Well, I admit, when these first launched in 2015 it took people some time to get their head around them. I would make up tester pots of the creams and balms, which people loved. Then I’d show them the kit that would enable them to make their own … And listened to the various responses of ‘couldn’t you make it for me?’ and ‘I haven’t got time to do that’ or ‘I don’t trust myself to get it right’.
So I listened and adjusted. I will make up the pots for you fresh-to-order, no problem.
But I’ve stuck with my beliefs about benefits of kits and the joy of being able to blend it yourself and get hands on with ingredients. Why? It’s not stubbornness, it’s ethos. My approach is about enabling and empowerment.
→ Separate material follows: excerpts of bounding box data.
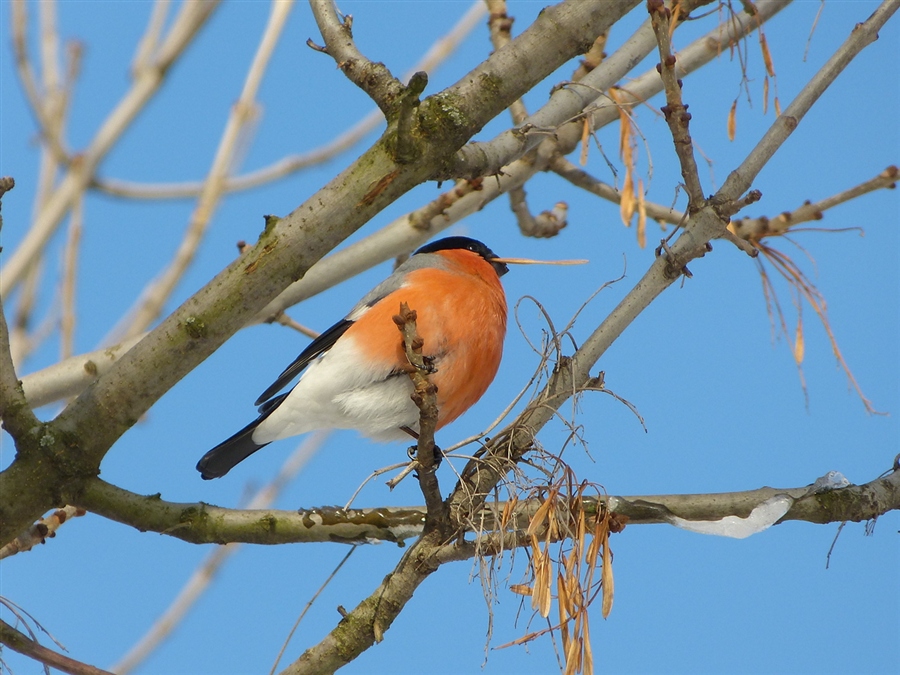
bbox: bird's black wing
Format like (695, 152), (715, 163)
(197, 394), (287, 480)
(253, 319), (353, 412)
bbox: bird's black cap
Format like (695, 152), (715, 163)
(413, 237), (509, 277)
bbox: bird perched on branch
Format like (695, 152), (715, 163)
(197, 237), (520, 479)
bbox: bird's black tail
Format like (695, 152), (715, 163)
(197, 394), (287, 480)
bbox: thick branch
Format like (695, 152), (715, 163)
(716, 0), (900, 206)
(67, 471), (900, 545)
(12, 0), (788, 406)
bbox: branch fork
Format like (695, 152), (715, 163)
(393, 302), (449, 531)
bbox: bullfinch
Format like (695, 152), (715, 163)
(197, 237), (512, 479)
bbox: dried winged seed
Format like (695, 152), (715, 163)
(556, 574), (571, 650)
(600, 537), (616, 619)
(556, 570), (573, 622)
(637, 178), (647, 248)
(793, 316), (805, 365)
(619, 172), (635, 227)
(759, 32), (775, 77)
(582, 616), (594, 675)
(728, 99), (737, 141)
(525, 491), (555, 535)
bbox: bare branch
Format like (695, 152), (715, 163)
(12, 0), (789, 405)
(0, 506), (87, 560)
(110, 0), (294, 342)
(0, 619), (113, 675)
(112, 432), (328, 675)
(66, 470), (900, 545)
(716, 0), (900, 205)
(647, 0), (706, 213)
(309, 0), (405, 119)
(0, 0), (220, 298)
(92, 0), (485, 199)
(728, 166), (897, 242)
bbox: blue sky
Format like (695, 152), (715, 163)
(0, 0), (900, 674)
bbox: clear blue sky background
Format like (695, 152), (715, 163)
(0, 0), (900, 674)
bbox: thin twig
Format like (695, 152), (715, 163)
(105, 0), (294, 344)
(0, 0), (221, 298)
(269, 544), (359, 675)
(112, 431), (328, 675)
(93, 0), (485, 199)
(0, 619), (113, 675)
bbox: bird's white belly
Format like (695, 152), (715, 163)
(246, 339), (419, 443)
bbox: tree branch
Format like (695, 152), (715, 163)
(14, 0), (789, 407)
(67, 471), (900, 545)
(0, 0), (652, 541)
(0, 0), (220, 298)
(0, 619), (113, 675)
(309, 0), (406, 120)
(715, 0), (900, 207)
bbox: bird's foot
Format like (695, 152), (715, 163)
(406, 444), (444, 469)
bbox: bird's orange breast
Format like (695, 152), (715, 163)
(346, 250), (507, 428)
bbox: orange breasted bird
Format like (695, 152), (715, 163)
(197, 237), (516, 479)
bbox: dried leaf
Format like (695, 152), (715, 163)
(525, 494), (552, 535)
(728, 99), (737, 141)
(637, 178), (647, 248)
(500, 494), (519, 530)
(563, 638), (581, 675)
(619, 166), (637, 227)
(556, 573), (571, 650)
(600, 533), (616, 619)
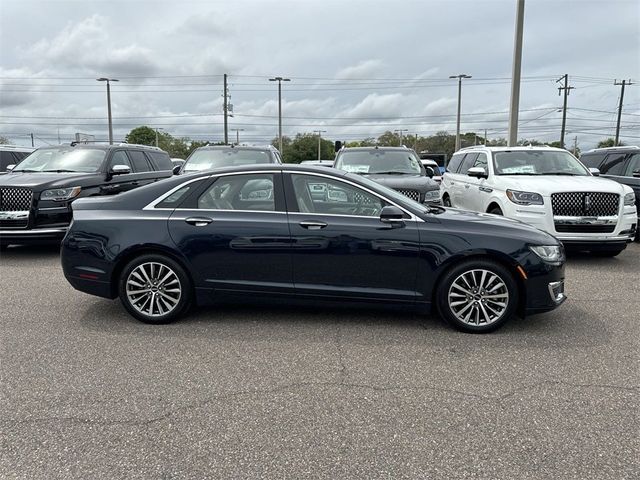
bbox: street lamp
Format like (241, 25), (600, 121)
(449, 73), (471, 151)
(96, 77), (119, 145)
(155, 127), (164, 147)
(313, 130), (327, 160)
(394, 128), (409, 146)
(269, 77), (291, 155)
(231, 128), (244, 145)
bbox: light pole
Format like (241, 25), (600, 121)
(231, 128), (244, 145)
(449, 73), (472, 151)
(269, 77), (291, 155)
(96, 77), (118, 145)
(394, 128), (409, 146)
(155, 127), (164, 147)
(313, 130), (327, 160)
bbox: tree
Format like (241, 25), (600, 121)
(124, 125), (156, 145)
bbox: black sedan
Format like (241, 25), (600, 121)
(62, 165), (565, 332)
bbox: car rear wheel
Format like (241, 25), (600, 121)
(436, 260), (518, 333)
(118, 254), (192, 324)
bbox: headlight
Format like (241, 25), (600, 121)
(40, 187), (82, 202)
(507, 190), (544, 205)
(529, 245), (565, 265)
(624, 192), (636, 207)
(424, 190), (440, 202)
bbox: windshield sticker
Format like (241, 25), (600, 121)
(500, 165), (536, 174)
(342, 165), (371, 173)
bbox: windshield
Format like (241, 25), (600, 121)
(184, 148), (274, 172)
(13, 147), (106, 173)
(335, 149), (424, 175)
(493, 150), (589, 175)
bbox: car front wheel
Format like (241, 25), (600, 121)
(436, 260), (518, 333)
(118, 254), (191, 324)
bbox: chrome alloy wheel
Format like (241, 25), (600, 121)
(126, 262), (182, 317)
(447, 269), (509, 325)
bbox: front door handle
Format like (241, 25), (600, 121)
(300, 220), (327, 230)
(184, 217), (213, 227)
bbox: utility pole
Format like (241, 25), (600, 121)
(556, 73), (575, 148)
(231, 128), (244, 145)
(269, 77), (291, 155)
(394, 128), (409, 146)
(613, 80), (633, 147)
(507, 0), (524, 147)
(222, 73), (229, 145)
(449, 73), (472, 152)
(313, 130), (327, 160)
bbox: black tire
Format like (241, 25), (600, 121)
(591, 248), (624, 257)
(435, 260), (518, 333)
(118, 254), (193, 325)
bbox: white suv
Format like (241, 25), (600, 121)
(440, 146), (638, 256)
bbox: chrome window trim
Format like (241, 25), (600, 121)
(289, 171), (424, 223)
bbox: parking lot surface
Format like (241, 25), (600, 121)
(0, 244), (640, 479)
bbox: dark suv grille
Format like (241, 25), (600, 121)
(395, 188), (420, 202)
(551, 192), (620, 217)
(0, 187), (33, 212)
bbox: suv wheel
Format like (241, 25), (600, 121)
(118, 254), (191, 324)
(436, 260), (518, 333)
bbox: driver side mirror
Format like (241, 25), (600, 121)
(467, 167), (489, 178)
(109, 165), (131, 175)
(380, 205), (404, 228)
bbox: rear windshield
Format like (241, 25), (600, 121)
(335, 150), (424, 175)
(184, 148), (275, 172)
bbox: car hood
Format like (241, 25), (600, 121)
(363, 174), (440, 193)
(0, 172), (103, 190)
(425, 207), (560, 245)
(497, 175), (626, 195)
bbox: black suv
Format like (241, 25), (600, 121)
(0, 143), (173, 248)
(580, 147), (640, 240)
(333, 147), (440, 204)
(176, 145), (282, 173)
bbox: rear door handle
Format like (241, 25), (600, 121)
(299, 220), (327, 230)
(184, 217), (213, 227)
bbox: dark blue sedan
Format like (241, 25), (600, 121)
(62, 165), (565, 332)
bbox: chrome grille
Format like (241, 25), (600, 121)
(551, 192), (620, 217)
(0, 187), (33, 212)
(395, 188), (420, 202)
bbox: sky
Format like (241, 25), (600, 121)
(0, 0), (640, 150)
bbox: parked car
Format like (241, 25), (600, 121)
(420, 158), (442, 184)
(300, 160), (333, 167)
(179, 145), (282, 173)
(441, 146), (637, 256)
(333, 147), (440, 204)
(0, 145), (35, 175)
(0, 143), (172, 248)
(61, 165), (565, 332)
(580, 146), (640, 241)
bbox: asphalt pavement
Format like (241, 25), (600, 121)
(0, 244), (640, 480)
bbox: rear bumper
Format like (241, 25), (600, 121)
(0, 227), (68, 245)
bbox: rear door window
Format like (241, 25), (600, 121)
(129, 150), (152, 173)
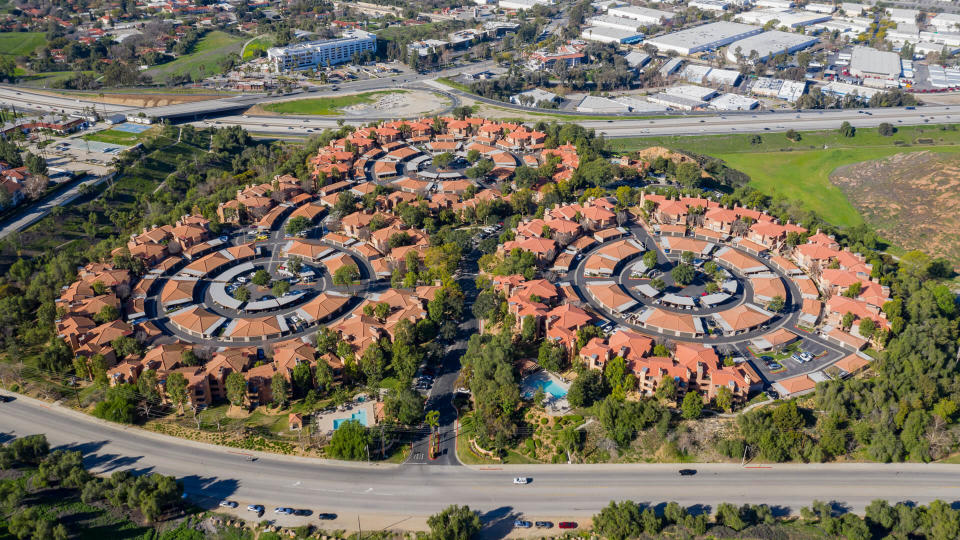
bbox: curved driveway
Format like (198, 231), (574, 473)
(0, 397), (960, 527)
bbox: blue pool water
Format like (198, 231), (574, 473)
(526, 378), (567, 399)
(333, 410), (369, 429)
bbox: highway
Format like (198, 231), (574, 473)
(188, 106), (960, 138)
(0, 396), (960, 526)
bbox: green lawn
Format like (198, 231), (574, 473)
(610, 126), (960, 226)
(82, 129), (156, 146)
(0, 32), (47, 56)
(145, 30), (244, 82)
(264, 90), (406, 116)
(240, 34), (273, 62)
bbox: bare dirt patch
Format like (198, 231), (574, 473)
(830, 151), (960, 266)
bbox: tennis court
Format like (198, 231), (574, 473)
(110, 122), (153, 133)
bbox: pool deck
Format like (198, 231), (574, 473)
(521, 369), (570, 416)
(316, 399), (376, 434)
I don’t want to provide items to fuel consumerism, I want to make it possible for people to have the confidence to produce their own freshly prepared skincare. Just like others have made it simple for us to have freshly prepared food at home.
Trends are all about the future
Of course you don’t take a new concept like this to market and adjust norms and behaviours overnight. Any student of marketing will understand the curve from Innovators to Early Adopters to Mass Market. And I did have my 2.5% of Innovators – the people who would see what I was doing and get very excited about being able to blend their own.
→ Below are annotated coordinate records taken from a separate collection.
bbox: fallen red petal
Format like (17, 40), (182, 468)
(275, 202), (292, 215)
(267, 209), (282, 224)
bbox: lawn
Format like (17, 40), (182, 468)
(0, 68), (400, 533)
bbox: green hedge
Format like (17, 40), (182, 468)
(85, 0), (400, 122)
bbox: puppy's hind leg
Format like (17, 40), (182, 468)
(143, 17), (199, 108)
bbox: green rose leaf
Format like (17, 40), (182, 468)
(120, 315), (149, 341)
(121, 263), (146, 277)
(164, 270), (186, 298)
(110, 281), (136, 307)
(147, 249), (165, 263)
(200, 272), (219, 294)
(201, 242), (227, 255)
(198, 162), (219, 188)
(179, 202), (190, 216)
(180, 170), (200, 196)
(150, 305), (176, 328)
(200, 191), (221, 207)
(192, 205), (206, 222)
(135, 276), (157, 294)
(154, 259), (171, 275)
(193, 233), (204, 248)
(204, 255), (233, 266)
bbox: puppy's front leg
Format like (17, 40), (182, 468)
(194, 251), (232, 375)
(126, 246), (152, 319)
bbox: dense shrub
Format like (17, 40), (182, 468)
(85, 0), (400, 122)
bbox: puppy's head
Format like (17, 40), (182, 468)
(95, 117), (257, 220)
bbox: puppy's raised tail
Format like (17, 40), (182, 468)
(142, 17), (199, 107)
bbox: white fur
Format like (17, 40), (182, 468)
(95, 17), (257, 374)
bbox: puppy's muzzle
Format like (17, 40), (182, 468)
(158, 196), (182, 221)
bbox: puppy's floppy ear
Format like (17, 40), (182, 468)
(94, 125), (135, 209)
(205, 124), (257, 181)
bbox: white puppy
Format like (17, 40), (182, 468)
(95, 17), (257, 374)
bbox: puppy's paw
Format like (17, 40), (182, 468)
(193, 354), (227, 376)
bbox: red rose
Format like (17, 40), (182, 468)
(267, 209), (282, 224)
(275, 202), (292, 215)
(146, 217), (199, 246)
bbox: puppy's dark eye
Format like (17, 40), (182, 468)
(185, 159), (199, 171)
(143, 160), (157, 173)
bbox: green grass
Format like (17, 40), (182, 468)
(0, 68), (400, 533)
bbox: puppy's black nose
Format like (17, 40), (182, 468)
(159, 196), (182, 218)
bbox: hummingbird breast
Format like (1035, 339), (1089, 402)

And now, a couple of years on, I feel securely into the Early Adopter phase. I reckon now it’s about 3 out of every 4 people that I show the kits to who get excited and want to have a go. Though I know these are self-selecting people who have chosen to take an interest, so we’re definitely not at mass market yet. But the trends are all aligning.
Skincare trends for 2019
I never lose my curiosity in looking forward and anticipating ‘what next?’, so the annual future trend reports are a treat!
For a while terms like #cleanbeauty have been trending, and this continues to build. I’m also seeing much more conversation around #personalisedbeauty – a desire to have skincare matched perfectly to your skin’s needs. While there are technological advances that are enabling this, blend-it-yourself has the potential to meet this need in a more down-to-earth way.
Of course the widespread concern about plastic is morphing into a bigger conversation about waste and consumption, the choices we make. In the world of skincare this is emerging as a sub-zero-waste trend which blend-it-yourself plays to beautifully by producing just the amount we need, using sustainable ingredients, minimising skincare miles and reusing or eliminating packaging.
Do food trends still enable us to look further ahead with skincare?
Back to my original premise – are food trends still a predictor of skincare trends?
Let’s take the recently published Mintel report on food and drink trends for 2019 as a case study. In this they identify 3 global innovation trends:
Evergreen consumption: a circular view of sustainability that spans the entire product lifecycle and requires action from suppliers to consumers.
Through the ages: building on today’s dialogue about wellness and transition into more solutions for healthy ageing.
Elevated convenience: matching the premium expectations of consumers in the on-demand age, convenience food and drink will get an upgrade.
What I see here is that we’ve come full circle. Now, it’s not food and drink trends informing skincare, but the other way round. And this is acknowledged by Jenny Zegler, associate director, Mintel Food and Drink who says ‘Expect to also see food and drink manufacturers look to the beauty and personal care industry for inspiration for healthy ageing product development’.
The worlds of food and skincare merge further.
Enduring messages that resonate
Providing further proof from my in-market experience: You won’t be surprised to know, given what the research predicted, that when I tell people the ingredients in Field Fresh Skincare kits are all selected from plants that grow locally to us and that by blending yourself you get absolutely fresh skincare, they nod roundly in agreement, needing no explanation as to why this is a good thing. It’s natural.